Das Klischee der Schwiegermutter, die ihr Söhnchen vor den bösen Frauen beschützen will, ist so alt wie das Familienkonstrukt selber. Ich stelle mir vor, wie bereits Frau Neandertal ihre Schwiegertochter missbilligend ansah, wenn sie das Feuer nicht so entfachte, wie sich Neandertal Junior das von Mama gewohnt war. «Lass, ich mach das!», meinte sie dann bestimmt kopfschüttelnd.
Bereits nach Erscheinen von «Rabenmutter» wurde ich an jeder Lesung gefragt, ob ich nicht bitte mein nächstes Buch über Schwiegermütter schreiben könne. Würde ich gerne, aber ich bin selbst nicht ganz urteilsfrei diesbezüglich. Auch meine Freundinnen, Bekannten und Businesspartnerinnen haben alle irgendeine Story zum Thema, ein Buch wäre damit blitzschnell gefüllt.
Der dauernörgelnde Schwiegerdrachen
Eine kürzlich durchgeführte nicht repräsentative Umfrage ergab indes ein interessantes Bild. (Die Umfrage fand nur unter Schwiegertöchtern statt, da ich noch keine Bekannte habe, die bereits Schwiegermutter ist.) Schwiegermütter sind nicht so verhasst, wie das Klischee es vermuten liesse. Natürlich gibt es sie. Die übergriffigen, sich einmischenden, dauernd kritisierenden Schwiegerdrachen, die den Schwiegertöchtern das Leben schwer machen. Und den Söhnen gleichzeitig auch. Denn Letztere sind die Gurke im Sandwich, müssen sich vermeintlich für die eine oder andere Frau entscheiden und Partei ergreifen. Der Tenor der Schwiegertöchter ist dann auch folglich: «Hoffentlich werde ich nie so!»
«Die Schwiegermutter-Schwiegertochter-Beziehung ist grundsätzlich etwas störanfälliger.»
Aber es gibt eben auch die Beziehungen, die wunderbar funktionieren.

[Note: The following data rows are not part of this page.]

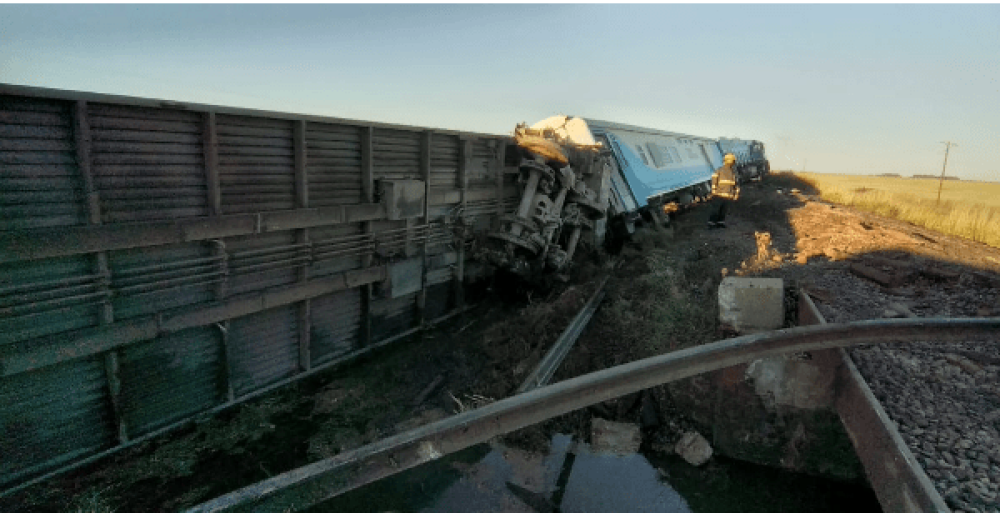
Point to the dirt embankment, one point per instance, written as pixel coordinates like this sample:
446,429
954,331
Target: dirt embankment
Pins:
661,297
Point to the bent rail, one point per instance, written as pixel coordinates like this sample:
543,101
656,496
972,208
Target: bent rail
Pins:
313,483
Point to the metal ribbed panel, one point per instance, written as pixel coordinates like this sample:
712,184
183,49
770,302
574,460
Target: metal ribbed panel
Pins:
51,416
40,185
256,164
396,154
481,166
392,316
148,164
444,161
267,260
149,280
439,301
333,162
338,248
42,297
264,348
335,325
169,378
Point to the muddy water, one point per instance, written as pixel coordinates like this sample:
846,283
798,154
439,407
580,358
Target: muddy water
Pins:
575,478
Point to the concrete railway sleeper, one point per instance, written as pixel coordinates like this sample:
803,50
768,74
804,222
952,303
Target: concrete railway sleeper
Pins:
314,483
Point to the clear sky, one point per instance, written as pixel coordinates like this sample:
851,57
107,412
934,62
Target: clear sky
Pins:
838,88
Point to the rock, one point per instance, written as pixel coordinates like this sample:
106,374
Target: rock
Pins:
614,437
694,448
649,411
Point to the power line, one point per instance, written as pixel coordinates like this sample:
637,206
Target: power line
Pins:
947,148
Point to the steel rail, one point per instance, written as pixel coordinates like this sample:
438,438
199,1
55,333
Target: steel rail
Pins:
547,367
305,486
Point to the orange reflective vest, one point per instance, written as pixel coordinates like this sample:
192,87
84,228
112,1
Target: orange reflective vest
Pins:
724,183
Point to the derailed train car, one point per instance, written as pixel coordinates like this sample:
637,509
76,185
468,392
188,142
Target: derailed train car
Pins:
592,180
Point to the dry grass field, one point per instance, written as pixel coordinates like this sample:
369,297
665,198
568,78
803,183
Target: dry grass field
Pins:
967,209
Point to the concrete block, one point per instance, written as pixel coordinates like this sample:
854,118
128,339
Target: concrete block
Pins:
694,448
748,305
614,437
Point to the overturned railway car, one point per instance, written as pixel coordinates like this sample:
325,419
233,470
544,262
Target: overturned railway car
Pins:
163,260
652,171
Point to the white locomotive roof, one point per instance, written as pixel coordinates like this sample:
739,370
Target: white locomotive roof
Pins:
582,130
609,125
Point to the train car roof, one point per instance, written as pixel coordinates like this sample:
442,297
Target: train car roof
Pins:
610,125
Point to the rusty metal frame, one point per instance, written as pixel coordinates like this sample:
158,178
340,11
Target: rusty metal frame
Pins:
550,363
314,483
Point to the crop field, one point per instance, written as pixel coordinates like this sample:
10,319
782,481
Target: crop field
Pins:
966,209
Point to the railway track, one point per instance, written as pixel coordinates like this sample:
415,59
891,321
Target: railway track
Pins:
324,479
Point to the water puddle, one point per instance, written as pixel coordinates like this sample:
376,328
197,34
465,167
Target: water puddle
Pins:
574,477
571,478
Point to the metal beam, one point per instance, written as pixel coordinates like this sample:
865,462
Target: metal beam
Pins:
464,159
314,483
368,196
210,148
425,175
63,94
106,316
302,237
557,353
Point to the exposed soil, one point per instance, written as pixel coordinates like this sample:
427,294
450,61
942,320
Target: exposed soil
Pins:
661,296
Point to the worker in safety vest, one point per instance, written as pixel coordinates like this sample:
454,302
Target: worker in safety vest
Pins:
724,190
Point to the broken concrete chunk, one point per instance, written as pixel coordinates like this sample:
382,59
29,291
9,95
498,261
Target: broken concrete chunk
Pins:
614,437
694,448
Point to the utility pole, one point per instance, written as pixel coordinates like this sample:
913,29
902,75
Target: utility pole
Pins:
948,145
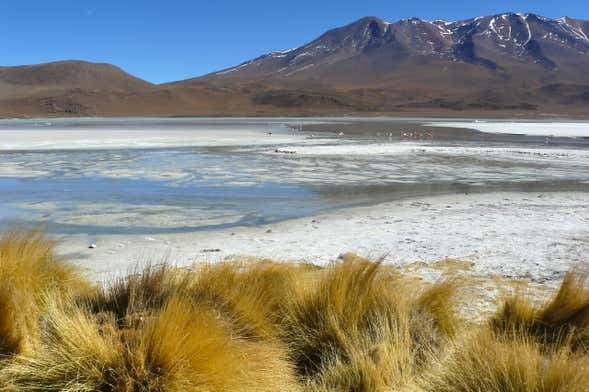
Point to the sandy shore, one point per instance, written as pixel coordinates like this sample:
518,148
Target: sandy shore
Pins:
513,235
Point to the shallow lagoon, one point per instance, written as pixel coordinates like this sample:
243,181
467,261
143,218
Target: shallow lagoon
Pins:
150,176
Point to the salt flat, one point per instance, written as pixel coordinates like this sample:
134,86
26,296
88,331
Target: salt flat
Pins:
192,190
510,234
538,128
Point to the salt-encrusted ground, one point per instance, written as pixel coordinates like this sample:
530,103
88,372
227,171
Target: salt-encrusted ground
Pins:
513,235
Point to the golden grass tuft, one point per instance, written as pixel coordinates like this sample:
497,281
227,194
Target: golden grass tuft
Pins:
561,321
29,270
247,325
360,328
489,362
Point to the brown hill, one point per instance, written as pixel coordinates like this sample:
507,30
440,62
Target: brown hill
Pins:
508,64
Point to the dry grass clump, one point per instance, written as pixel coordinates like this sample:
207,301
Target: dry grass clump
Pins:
493,363
361,328
245,325
29,270
562,321
527,346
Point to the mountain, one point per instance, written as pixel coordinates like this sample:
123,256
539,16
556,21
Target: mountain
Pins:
63,88
506,64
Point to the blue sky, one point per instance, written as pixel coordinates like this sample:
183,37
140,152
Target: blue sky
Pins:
175,39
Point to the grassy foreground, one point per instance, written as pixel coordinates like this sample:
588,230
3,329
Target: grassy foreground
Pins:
246,325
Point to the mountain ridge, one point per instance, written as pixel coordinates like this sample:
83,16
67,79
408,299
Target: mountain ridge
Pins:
510,63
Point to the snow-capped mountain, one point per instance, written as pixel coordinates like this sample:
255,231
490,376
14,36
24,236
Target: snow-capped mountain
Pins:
491,42
501,65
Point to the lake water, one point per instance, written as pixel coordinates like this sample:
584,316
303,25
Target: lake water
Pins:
152,176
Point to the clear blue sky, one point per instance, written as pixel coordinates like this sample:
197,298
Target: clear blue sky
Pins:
175,39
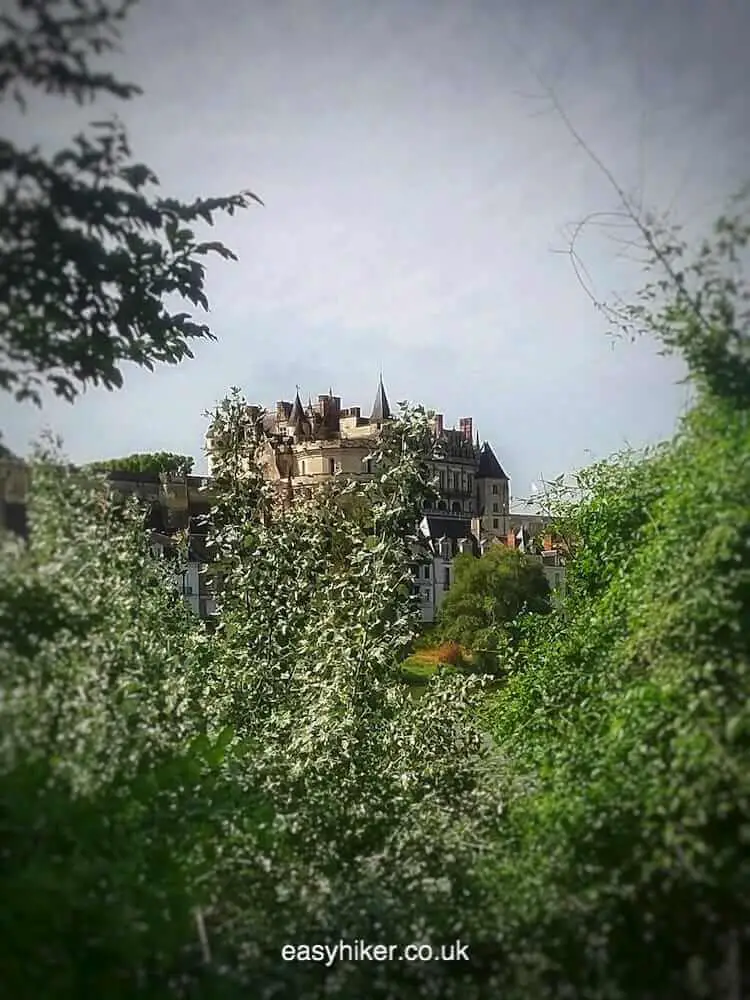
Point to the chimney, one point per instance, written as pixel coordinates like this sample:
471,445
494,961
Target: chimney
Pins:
466,429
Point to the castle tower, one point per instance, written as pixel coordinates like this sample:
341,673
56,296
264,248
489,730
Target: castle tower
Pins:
493,494
381,410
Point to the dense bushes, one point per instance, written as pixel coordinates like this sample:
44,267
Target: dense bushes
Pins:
176,805
623,867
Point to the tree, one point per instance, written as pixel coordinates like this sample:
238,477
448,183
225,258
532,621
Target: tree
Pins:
88,251
151,462
490,592
625,737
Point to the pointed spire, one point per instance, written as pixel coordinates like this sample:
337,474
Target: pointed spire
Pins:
381,409
298,414
489,467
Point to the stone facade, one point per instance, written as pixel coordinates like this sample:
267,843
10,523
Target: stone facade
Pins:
172,504
305,445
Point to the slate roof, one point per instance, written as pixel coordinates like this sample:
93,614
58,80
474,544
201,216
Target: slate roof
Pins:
381,409
448,527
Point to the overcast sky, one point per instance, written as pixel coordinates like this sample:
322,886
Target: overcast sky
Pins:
417,188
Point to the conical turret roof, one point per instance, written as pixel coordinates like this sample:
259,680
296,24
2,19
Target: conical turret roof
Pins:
298,414
489,467
381,409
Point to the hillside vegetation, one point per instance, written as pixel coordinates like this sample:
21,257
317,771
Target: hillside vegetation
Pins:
178,804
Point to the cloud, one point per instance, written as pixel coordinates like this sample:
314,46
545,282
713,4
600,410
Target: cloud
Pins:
416,186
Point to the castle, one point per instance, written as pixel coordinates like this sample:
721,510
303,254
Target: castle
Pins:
304,445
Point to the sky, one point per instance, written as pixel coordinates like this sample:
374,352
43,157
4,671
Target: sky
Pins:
419,188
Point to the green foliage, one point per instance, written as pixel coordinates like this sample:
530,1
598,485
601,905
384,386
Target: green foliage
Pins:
199,800
151,462
622,737
88,253
488,594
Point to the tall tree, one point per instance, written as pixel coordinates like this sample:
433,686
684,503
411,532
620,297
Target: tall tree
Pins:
490,592
88,251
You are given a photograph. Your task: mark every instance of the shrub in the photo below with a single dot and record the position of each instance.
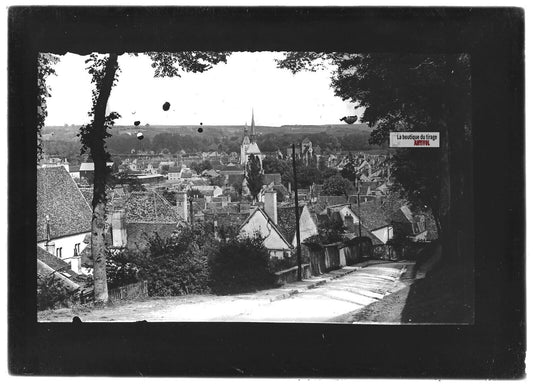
(176, 265)
(240, 265)
(279, 264)
(51, 293)
(121, 269)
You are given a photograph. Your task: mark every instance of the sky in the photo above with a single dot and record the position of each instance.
(224, 95)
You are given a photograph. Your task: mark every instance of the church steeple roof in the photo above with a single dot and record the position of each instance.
(252, 128)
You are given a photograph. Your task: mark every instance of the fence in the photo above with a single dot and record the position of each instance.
(291, 275)
(131, 291)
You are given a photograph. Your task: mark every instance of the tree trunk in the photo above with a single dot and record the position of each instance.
(445, 194)
(100, 156)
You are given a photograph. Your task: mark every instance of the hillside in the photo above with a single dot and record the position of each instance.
(68, 133)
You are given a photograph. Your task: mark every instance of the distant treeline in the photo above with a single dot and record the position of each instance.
(267, 143)
(124, 144)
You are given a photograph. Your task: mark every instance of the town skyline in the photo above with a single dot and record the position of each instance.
(249, 80)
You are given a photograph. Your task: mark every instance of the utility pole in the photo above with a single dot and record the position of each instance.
(191, 210)
(297, 212)
(358, 213)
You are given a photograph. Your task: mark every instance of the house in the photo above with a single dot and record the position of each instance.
(214, 191)
(49, 265)
(63, 215)
(258, 222)
(144, 214)
(74, 172)
(354, 227)
(272, 178)
(210, 173)
(87, 170)
(308, 223)
(410, 225)
(376, 216)
(174, 173)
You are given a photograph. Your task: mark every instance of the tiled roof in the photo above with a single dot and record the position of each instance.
(57, 264)
(274, 226)
(324, 201)
(374, 214)
(149, 207)
(287, 221)
(269, 178)
(59, 197)
(364, 233)
(51, 260)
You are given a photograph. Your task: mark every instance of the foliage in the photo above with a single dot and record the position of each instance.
(176, 265)
(336, 185)
(330, 230)
(169, 196)
(413, 92)
(254, 176)
(195, 193)
(45, 68)
(104, 71)
(218, 180)
(120, 270)
(240, 265)
(279, 264)
(51, 293)
(348, 171)
(199, 167)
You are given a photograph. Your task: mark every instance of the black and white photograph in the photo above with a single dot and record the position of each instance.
(218, 174)
(254, 186)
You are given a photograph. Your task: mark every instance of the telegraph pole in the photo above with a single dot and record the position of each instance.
(297, 212)
(191, 210)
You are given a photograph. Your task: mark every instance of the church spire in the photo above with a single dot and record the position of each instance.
(252, 128)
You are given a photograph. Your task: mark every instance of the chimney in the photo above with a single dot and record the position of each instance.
(182, 206)
(50, 247)
(271, 205)
(349, 223)
(118, 226)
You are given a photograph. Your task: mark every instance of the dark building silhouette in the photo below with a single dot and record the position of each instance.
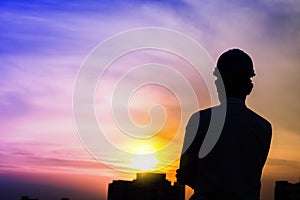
(287, 191)
(147, 186)
(27, 198)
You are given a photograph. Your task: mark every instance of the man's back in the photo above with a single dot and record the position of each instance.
(232, 168)
(234, 165)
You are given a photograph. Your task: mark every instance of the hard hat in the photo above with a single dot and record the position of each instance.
(234, 63)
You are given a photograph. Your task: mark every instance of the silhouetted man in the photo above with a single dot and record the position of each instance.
(232, 169)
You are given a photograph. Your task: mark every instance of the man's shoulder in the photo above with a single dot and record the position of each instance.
(257, 116)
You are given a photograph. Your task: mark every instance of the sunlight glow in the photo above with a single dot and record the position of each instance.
(145, 159)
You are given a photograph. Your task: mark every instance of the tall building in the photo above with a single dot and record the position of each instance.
(147, 186)
(287, 191)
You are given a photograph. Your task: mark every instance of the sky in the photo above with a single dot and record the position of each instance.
(45, 44)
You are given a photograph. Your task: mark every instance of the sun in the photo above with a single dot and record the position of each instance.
(145, 159)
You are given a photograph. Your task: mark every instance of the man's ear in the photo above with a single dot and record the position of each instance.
(249, 88)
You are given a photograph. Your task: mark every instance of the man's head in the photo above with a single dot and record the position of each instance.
(235, 69)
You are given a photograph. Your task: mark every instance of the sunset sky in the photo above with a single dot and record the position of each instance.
(44, 45)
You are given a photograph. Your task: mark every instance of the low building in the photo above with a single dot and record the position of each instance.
(287, 191)
(147, 186)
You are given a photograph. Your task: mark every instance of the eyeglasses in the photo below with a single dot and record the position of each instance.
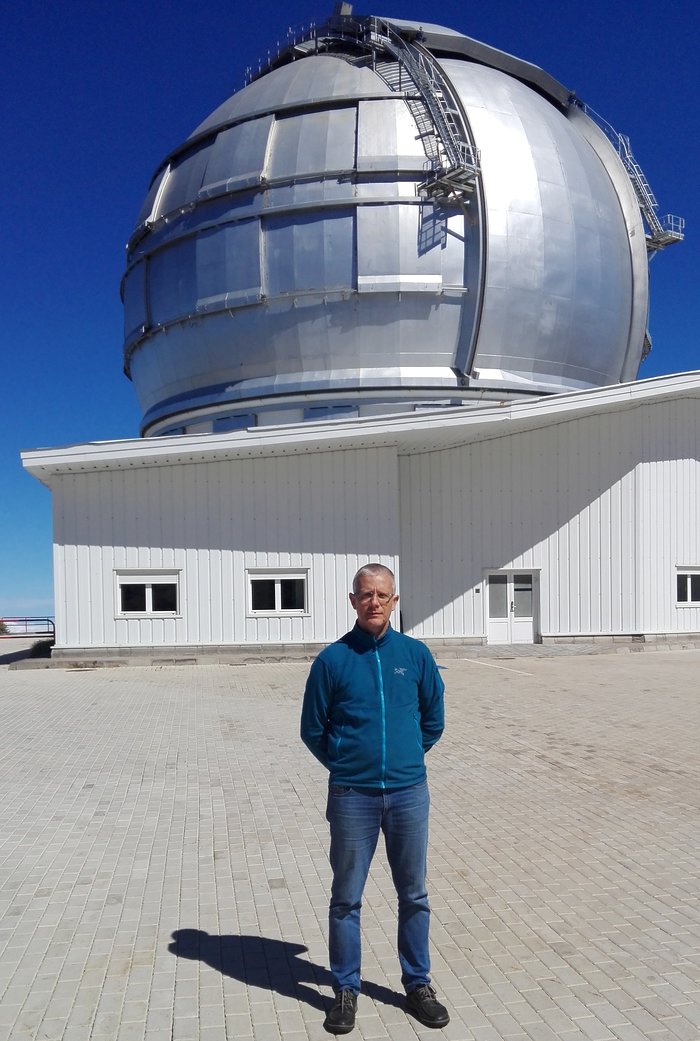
(366, 597)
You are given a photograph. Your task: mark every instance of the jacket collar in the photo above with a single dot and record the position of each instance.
(367, 641)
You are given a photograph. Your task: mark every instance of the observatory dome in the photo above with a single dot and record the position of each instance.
(389, 217)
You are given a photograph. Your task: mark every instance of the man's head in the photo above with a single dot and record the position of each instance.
(373, 598)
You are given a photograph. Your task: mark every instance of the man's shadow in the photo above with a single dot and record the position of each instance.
(273, 965)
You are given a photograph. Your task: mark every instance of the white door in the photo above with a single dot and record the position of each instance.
(511, 607)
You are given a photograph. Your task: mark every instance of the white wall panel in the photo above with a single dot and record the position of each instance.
(325, 513)
(604, 508)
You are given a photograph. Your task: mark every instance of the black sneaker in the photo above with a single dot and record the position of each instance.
(341, 1017)
(423, 1004)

Respektvolle Schwiegermütter, die stolz auf das Glück der jungen Familie sind, glücklich mit der Wahl des Sohnes und die kein Bedürfnis haben, sich in die Kindererziehung einzumischen. Ich lese sogar von Verhältnissen, wo die Schwiegermutter die eigene Mutter ersetzt hat.
Das Thema «Schwiegereltern» ist so omnipräsent in Familien, dass es sogar eine Forschung an der Universität Vechta dazu gibt. Forschungsleiter Prof. Dr. Peter Kaiser untersucht Schwiegerbeziehungen und bestätigt meine Vermutungen. «Die Schwiegermutter-Schwiegertochter-Beziehung ist grundsätzlich etwas störanfälliger», erklärte er im «Der Spiegel». Dies, obwohl gemäss seinen Untersuchungen nur ein Drittel der Beziehungen wirklich schlecht sind. Besonders schwierig sei es dann, «Wenn der Sohn für die Mutter eine Art Partnerersatz darstellt, weil die elterliche Paarbeziehung zu wünschen übrig lässt.» No shit, Sherlock! Da schüttelt es mich regelrecht.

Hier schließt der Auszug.